Model-load failure runbook

Provides an operator sequence for distinguishing network failure, transfer failure, parser rejection, tensor rejection, scratch/cache allocation failure, and provenance failure.

Experimental
Last verified
2026-06-25 00:00 UTC
Updated
Reading time
2 minutes

Provides an operator sequence for distinguishing network failure, transfer failure, parser rejection, tensor rejection, scratch/cache allocation failure, and provenance failure.

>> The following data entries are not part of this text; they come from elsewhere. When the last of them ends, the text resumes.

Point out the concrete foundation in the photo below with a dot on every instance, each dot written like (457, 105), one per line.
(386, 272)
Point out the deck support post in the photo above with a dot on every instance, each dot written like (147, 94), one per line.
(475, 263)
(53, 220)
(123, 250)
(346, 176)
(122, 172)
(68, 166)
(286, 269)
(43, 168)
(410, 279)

Implementation evidence: this topic is grounded in the reviewed GGUF.MiRust.com source snapshot. It documents observed code and artifacts without claiming broad deployment, model quality, or production readiness.

1. Classify the stage

UI state Likely stage Evidence
fetch error HTTP route or response Status, route, server log
WASM allocation failed Zero/over-limit or memory pressure Artifact bytes, 128 MiB cap, console
Model rejected SLM parser/model admission Error code, result, diagnostics
Manifest error only Sidecar fetch/parse Manifest route and text

2. Preserve identity

Record model path, byte count, SHA-256, internal SLM checksum, WASM SHA-256, browser, source revision, and UTC time before retrying.

3. Reproduce natively

Run packer validation and manifest validation against the same bytes. A browser-only failure then belongs to transfer, memory, or host integration rather than the file schema alone.

4. Recover

Select another known artifact or reload corrected bytes. Do not relabel a rejected artifact as compatible by changing only the sidecar.

Scope

This starter page defines the questions, boundaries, evidence, and failure modes that should be recorded before a capability is presented as supported.

Engineering considerations

  • Identify the source, version, target environment, and owner.
  • Separate observed values from estimates and externally reported values.
  • Record trade-offs, unsupported cases, and fallback behavior.
  • Link performance statements to a compatible benchmark methodology.

Verification questions

  • What exact artifact, revision, backend, and environment were reviewed?
  • Which assumptions could change the result?
  • Which data should be retained so another engineer can reproduce the conclusion?